Whatever leadership AMD had in GPUs was truly gone by that point which is why I maintain that they don't have a GPU guru culture anymore
Seems to me they don't need it. Ultimately ROCm/HIP are fulfilling a vision they had for their own product stack 15 years ago. Their only fault was in letting NV get there first with CUDA.
I'm pretty sure Xeon Phi got killed off by regular CPUs and GPGPU can't run standard C++ code either.
Not true. Phi was killed by:
1). Intel's failed 10nm process leading to the cancellation of Knight's Mill (which is being replaced by Xe)
2). NV's HPC-oriented dGPUs
Also if you thought you could just "run standard C++ code" on earlier Phi products . . . it wasn't quite that simple. Knight's Landing was I think the first (and last) Phi product that made coding for it about as easy as writing code for any old Xeon. Assuming you could hand-tune AVX-512 but whatever. In any case, Phi competed directly against other HPC hardware, which at the time was (and still is) dGPUs. There is no "general purpose" CPU, x86 or otherwise, that pushed Phi out of its niche.
Xeon phi did not win all that much compared to regular CPUs
See Tianhe-2. You must concede that Phi products could produce greater throughput/watt in appropriate workloads than any of Intel's standard Xeon products of the same generation. Phi was eventually replaced by Cascade Lake-AP, and you ought to know how popular THAT was.

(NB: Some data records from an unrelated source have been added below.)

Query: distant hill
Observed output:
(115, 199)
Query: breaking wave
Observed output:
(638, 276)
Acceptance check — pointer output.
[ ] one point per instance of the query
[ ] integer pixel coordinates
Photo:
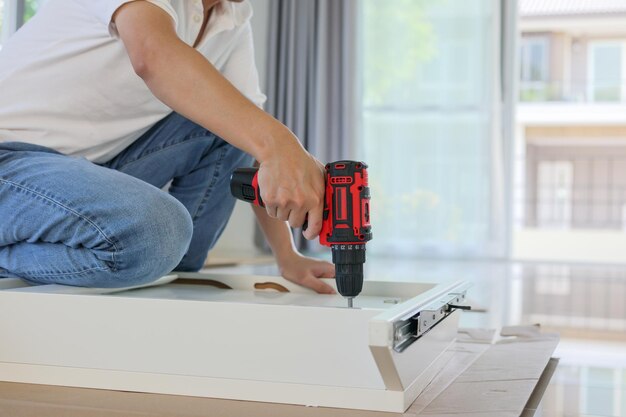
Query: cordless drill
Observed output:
(346, 217)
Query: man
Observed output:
(103, 103)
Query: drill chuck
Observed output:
(349, 260)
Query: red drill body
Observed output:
(346, 220)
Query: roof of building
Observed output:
(546, 8)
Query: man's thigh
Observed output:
(49, 199)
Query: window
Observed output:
(534, 69)
(554, 194)
(606, 71)
(430, 75)
(3, 23)
(14, 13)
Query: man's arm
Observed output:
(291, 180)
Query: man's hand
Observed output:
(307, 272)
(292, 187)
(291, 180)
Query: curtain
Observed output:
(311, 67)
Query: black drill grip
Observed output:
(244, 186)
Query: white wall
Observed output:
(239, 234)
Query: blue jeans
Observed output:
(69, 221)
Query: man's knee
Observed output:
(154, 241)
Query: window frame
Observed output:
(591, 83)
(526, 44)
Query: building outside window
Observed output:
(571, 136)
(429, 105)
(606, 71)
(534, 68)
(14, 13)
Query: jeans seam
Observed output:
(165, 146)
(61, 275)
(70, 210)
(209, 190)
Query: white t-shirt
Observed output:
(66, 81)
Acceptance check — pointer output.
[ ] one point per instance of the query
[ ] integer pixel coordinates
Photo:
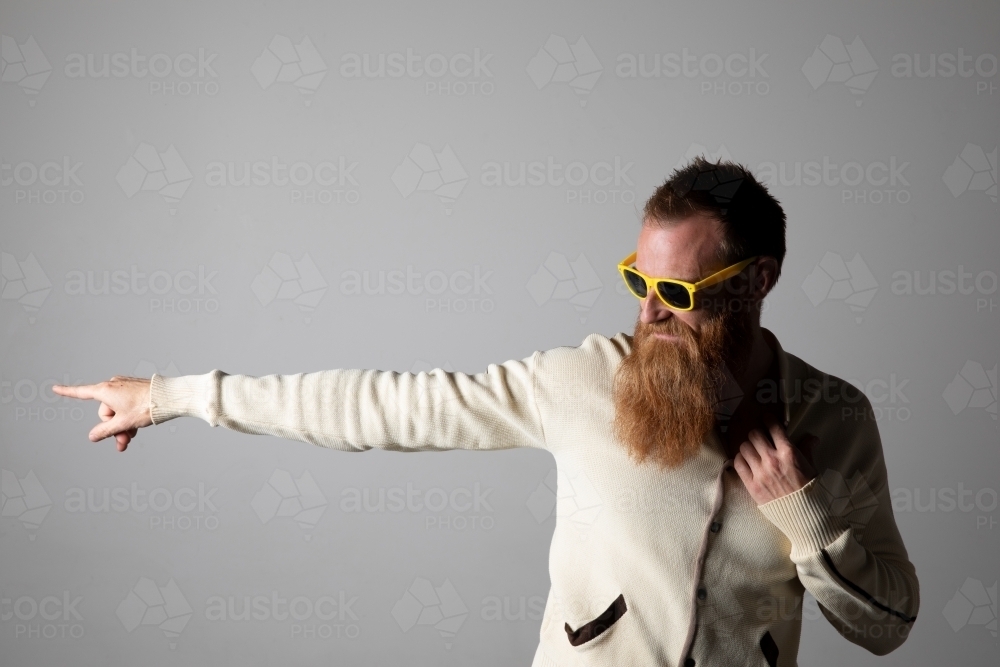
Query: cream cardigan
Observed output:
(647, 566)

since there was kernel launch overhead
I thought that was eliminated by Knights Landing?
They were better off just implementing AVX-512 straight into the CPUs.

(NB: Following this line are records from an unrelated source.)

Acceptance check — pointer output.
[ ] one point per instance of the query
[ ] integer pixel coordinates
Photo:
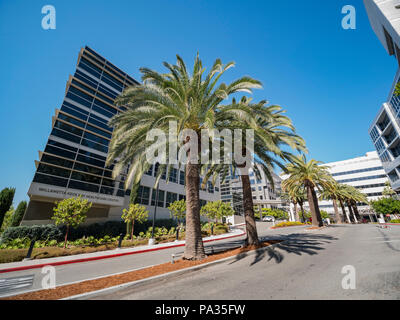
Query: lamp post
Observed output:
(152, 240)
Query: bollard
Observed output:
(121, 237)
(28, 255)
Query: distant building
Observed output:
(264, 194)
(364, 173)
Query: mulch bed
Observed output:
(296, 225)
(110, 281)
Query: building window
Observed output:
(171, 197)
(160, 198)
(182, 177)
(143, 195)
(173, 175)
(150, 171)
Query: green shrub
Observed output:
(288, 224)
(18, 214)
(43, 232)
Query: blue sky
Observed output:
(331, 81)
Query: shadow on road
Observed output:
(298, 244)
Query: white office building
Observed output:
(365, 173)
(264, 194)
(384, 16)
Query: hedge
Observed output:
(97, 230)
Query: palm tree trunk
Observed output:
(344, 212)
(315, 213)
(251, 228)
(351, 214)
(194, 248)
(337, 215)
(302, 212)
(357, 214)
(296, 212)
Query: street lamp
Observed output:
(152, 240)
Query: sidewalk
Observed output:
(39, 263)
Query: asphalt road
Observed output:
(306, 266)
(70, 273)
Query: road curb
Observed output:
(58, 263)
(165, 276)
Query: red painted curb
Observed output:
(59, 263)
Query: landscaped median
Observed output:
(130, 278)
(16, 249)
(287, 224)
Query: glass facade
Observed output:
(76, 151)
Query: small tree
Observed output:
(7, 219)
(135, 212)
(6, 199)
(277, 214)
(388, 191)
(386, 206)
(71, 213)
(18, 214)
(177, 210)
(217, 210)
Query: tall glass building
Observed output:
(73, 160)
(384, 131)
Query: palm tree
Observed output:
(332, 192)
(273, 131)
(297, 195)
(342, 196)
(193, 102)
(311, 175)
(355, 196)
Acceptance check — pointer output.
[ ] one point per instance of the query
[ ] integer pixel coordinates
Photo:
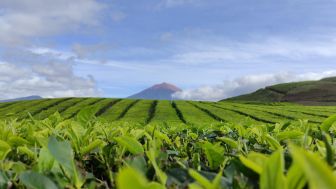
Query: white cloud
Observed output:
(266, 49)
(48, 80)
(174, 3)
(246, 84)
(22, 19)
(118, 16)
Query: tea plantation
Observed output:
(128, 144)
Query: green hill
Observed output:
(143, 112)
(322, 92)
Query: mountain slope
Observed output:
(161, 91)
(22, 98)
(306, 92)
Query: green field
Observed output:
(195, 113)
(126, 144)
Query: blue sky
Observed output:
(212, 49)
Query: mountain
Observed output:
(321, 92)
(161, 91)
(22, 98)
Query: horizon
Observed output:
(210, 49)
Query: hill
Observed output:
(143, 112)
(161, 91)
(22, 98)
(321, 92)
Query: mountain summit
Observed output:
(161, 91)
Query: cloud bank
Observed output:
(20, 20)
(246, 84)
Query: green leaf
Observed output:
(62, 152)
(87, 114)
(160, 174)
(272, 175)
(317, 172)
(255, 161)
(5, 148)
(289, 135)
(27, 151)
(200, 179)
(274, 144)
(45, 161)
(328, 123)
(3, 180)
(17, 141)
(329, 148)
(129, 178)
(295, 177)
(204, 182)
(233, 144)
(214, 154)
(130, 144)
(36, 181)
(93, 145)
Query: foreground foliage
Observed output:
(87, 153)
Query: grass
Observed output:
(86, 152)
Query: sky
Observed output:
(212, 49)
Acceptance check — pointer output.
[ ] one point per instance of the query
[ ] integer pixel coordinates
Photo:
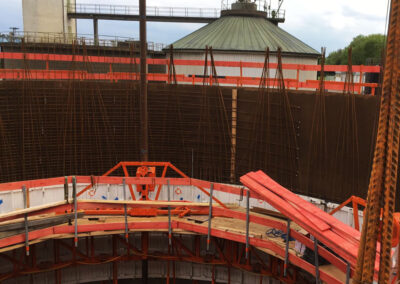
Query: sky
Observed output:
(319, 23)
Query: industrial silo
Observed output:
(243, 33)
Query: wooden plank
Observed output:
(267, 212)
(150, 203)
(301, 203)
(38, 221)
(31, 209)
(334, 241)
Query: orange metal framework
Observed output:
(20, 74)
(165, 166)
(152, 208)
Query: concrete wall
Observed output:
(132, 270)
(48, 16)
(244, 57)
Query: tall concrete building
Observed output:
(48, 16)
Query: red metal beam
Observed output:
(179, 62)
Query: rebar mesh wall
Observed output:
(54, 128)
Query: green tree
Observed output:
(365, 49)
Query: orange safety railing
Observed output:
(293, 83)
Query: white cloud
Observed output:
(318, 23)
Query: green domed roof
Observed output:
(243, 33)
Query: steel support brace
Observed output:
(25, 194)
(316, 261)
(169, 215)
(125, 210)
(210, 217)
(66, 189)
(287, 248)
(75, 211)
(247, 223)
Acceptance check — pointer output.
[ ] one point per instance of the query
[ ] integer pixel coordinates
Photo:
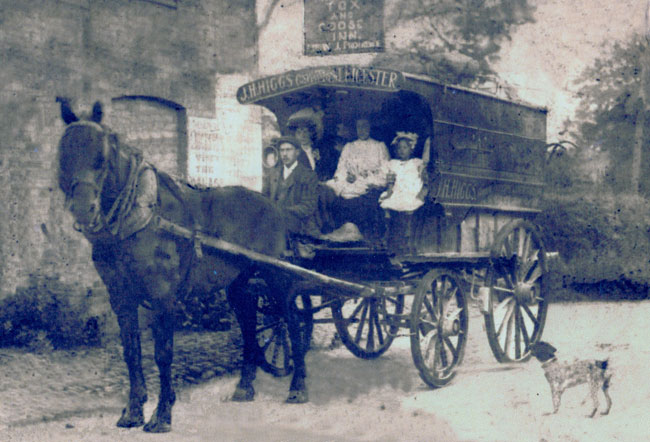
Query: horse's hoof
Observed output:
(129, 421)
(298, 397)
(243, 394)
(157, 427)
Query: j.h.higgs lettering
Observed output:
(343, 27)
(345, 75)
(456, 189)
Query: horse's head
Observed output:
(83, 163)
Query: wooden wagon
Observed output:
(478, 240)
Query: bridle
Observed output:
(95, 181)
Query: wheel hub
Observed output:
(450, 324)
(525, 293)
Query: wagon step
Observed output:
(201, 239)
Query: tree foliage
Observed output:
(609, 108)
(456, 40)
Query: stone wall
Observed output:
(169, 52)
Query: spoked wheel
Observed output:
(364, 324)
(517, 305)
(439, 327)
(272, 332)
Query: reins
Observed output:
(116, 216)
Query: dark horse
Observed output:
(116, 198)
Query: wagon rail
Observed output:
(201, 239)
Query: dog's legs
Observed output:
(557, 395)
(593, 390)
(607, 398)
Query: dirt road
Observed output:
(384, 399)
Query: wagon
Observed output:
(477, 240)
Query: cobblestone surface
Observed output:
(44, 385)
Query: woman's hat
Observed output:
(307, 117)
(411, 137)
(291, 140)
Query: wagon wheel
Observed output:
(363, 324)
(517, 305)
(439, 327)
(273, 335)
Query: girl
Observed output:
(405, 194)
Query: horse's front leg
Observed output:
(299, 342)
(132, 415)
(244, 305)
(163, 333)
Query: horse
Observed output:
(115, 198)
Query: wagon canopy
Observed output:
(489, 151)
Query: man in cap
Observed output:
(294, 188)
(307, 127)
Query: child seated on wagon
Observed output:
(405, 194)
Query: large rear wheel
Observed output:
(517, 305)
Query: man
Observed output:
(307, 127)
(294, 188)
(360, 177)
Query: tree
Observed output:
(457, 40)
(612, 112)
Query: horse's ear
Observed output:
(67, 114)
(97, 113)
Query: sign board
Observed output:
(202, 158)
(343, 27)
(342, 75)
(226, 150)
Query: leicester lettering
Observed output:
(345, 75)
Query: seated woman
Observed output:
(405, 194)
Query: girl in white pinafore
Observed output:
(405, 194)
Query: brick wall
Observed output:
(88, 50)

Intel had every intention of continuing Phi with Knights Mill despite implementing AVX-512 in standard Xeons as far back as Skylake-SP.
Now you're just making things up.
GPU compute platforms have existed ever since CUDA created so adding crappy CPUs to it won't make their entire stack more compelling than it already is ...

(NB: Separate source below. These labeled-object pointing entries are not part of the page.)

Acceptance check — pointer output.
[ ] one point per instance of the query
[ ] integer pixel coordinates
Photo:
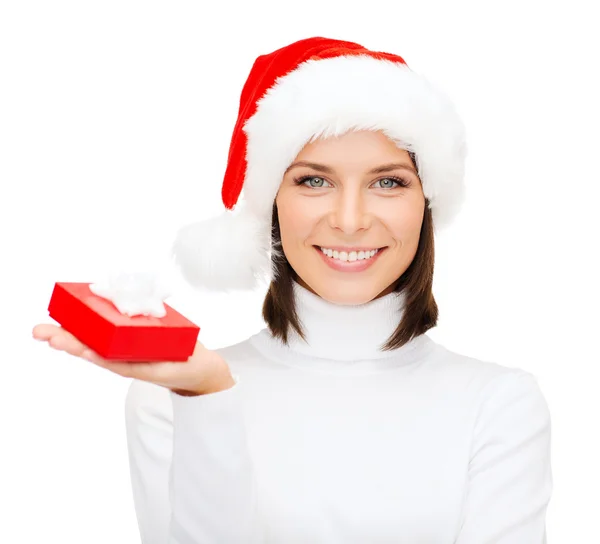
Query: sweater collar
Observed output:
(345, 332)
(343, 339)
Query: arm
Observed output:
(190, 473)
(213, 492)
(510, 477)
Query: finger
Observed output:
(44, 331)
(61, 339)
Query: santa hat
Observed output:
(317, 87)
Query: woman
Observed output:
(341, 421)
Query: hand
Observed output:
(204, 372)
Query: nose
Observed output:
(349, 213)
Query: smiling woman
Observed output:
(345, 422)
(351, 239)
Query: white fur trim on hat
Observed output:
(329, 97)
(319, 99)
(230, 251)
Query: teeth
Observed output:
(352, 256)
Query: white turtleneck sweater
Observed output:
(333, 441)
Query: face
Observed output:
(350, 212)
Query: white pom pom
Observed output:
(228, 252)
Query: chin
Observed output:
(347, 295)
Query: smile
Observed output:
(349, 260)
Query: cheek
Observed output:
(404, 221)
(297, 220)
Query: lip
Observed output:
(349, 266)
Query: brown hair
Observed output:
(420, 311)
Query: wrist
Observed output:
(223, 381)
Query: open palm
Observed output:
(204, 372)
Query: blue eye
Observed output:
(303, 180)
(398, 181)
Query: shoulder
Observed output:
(491, 384)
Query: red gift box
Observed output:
(97, 323)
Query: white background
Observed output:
(115, 120)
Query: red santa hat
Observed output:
(317, 88)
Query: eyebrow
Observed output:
(379, 170)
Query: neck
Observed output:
(345, 332)
(344, 340)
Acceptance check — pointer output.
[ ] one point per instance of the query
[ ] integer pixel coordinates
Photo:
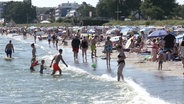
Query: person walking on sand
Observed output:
(56, 61)
(75, 46)
(121, 63)
(9, 49)
(108, 50)
(84, 47)
(181, 50)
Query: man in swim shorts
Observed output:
(75, 46)
(56, 61)
(9, 49)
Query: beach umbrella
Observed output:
(158, 33)
(91, 31)
(179, 30)
(179, 38)
(45, 21)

Simply not true. NVidia has always relied on someone else to supply CPUs and chipsets to host their devices, even when they were able to supply proprietary interconnects for their high-end stuff. There is the very real threat that Intel and AMD will simply kick them off their systems altogether. Drafting their own platform design with their own CPUs and chipsets offers a safe haven to their precious GPGPU business.
Also Xilinx is working to integrate the FPGA compute infra within ROCm. Xilinx FPGAs uses CCIX for coherence
Pretty sure this didn't happen until after AMD bought them?